On October 6, 2023, Sternbach was suspended from Twitter. The previous day, an update to Twitter had removed headlines from posts which link to news articles. In response, Sternbach exploited this to make a satirical tweet in which she claimed that "growing evidence [suggested] that" Musk was a pedophile. Sternbach and her secondary account were terminated hours later, for which no official reason was given. Several other accounts made by her were also banned in the following days. In November, she created the account @CantEverDie, which as of March 2025 has not been suspended and is currently active.

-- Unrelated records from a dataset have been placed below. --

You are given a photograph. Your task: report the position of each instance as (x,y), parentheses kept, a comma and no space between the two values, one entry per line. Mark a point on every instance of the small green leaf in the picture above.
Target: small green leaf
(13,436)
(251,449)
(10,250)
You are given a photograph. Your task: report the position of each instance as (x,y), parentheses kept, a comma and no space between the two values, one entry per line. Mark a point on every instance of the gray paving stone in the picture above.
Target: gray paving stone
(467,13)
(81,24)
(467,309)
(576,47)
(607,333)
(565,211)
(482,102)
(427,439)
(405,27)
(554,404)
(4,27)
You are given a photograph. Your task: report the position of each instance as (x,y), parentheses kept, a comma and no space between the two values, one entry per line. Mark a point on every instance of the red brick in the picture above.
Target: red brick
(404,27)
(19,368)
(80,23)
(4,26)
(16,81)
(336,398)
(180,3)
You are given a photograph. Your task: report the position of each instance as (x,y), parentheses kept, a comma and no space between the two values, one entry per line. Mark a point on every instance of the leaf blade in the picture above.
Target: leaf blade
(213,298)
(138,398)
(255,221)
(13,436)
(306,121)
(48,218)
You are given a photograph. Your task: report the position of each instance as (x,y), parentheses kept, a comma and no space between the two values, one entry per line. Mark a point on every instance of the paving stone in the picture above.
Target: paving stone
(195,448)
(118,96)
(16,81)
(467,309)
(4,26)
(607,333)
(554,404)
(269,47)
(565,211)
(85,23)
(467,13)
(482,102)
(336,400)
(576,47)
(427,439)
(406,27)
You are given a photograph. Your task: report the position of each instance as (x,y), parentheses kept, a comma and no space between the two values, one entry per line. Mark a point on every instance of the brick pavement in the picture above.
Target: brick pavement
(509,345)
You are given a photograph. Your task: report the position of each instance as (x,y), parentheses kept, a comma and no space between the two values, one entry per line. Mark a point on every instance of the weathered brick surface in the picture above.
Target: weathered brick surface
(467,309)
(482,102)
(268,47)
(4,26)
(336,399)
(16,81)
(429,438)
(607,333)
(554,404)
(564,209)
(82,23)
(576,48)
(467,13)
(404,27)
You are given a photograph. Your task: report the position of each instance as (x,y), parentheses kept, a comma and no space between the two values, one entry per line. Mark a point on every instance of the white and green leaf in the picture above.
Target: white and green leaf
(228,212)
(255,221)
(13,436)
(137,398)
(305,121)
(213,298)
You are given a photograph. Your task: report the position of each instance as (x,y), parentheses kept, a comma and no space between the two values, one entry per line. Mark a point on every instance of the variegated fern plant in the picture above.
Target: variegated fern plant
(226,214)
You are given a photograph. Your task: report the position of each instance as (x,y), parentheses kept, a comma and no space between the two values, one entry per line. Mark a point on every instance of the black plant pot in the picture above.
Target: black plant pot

The move to ban Sternbach was condemned by journalists Erin Reed and Ben Collins, as well as civil rights attorney Alejandra Caraballo. The move was supported by Chaya Raichik of Libs of TikTok. Mike Masnick of Techdirt contrasted the suspension with Musk's previous claims of being a "free speech absolutist". The Messenger described the incident as Musk banning "a popular poster who skewered him". The Advocate framed the incident as Musk and Chaya Raichik teaming up on Sternbach. NBC News listed Junlper as an example of suspended leftist accounts under Musk.

A 2024 commentary article in the Postdigital Science and Education journal characterized Junlper's post as an example of weaponized multimodality in service of protesting site governance.

===Post-Twitter suspension===

In January 2026, in response to criticism by Sternbach, Ashley St. Clair, the mother of a child with Elon Musk, expressed remorse on Twitter for her previous anti-trans activism, saying "I feel immense guilt for my role", in particular towards her child's half-sister, Vivian Wilson. Musk responded by filing for full custody of their son, saying her apology implied she might try to "transition a one-year old boy".

== The Onion ==
In September 2024 Sternbach began contributing to The Onion. Sternbach is currently a social media editor for The Onion.

==Podcasting==
Sternbach co-hosts internet culture podcast Kill the Computer, formerly known as Western Kabuki, and Ill-Conceived, a podcast about natalism, marriage and mothering including the tradwife phenomenon.

==Personal life==
Prior to 2026, Sternbach was a food inspector for the state of Wisconsin. She is a transgender woman. She has been described as a leftist and identifies as a Marxist.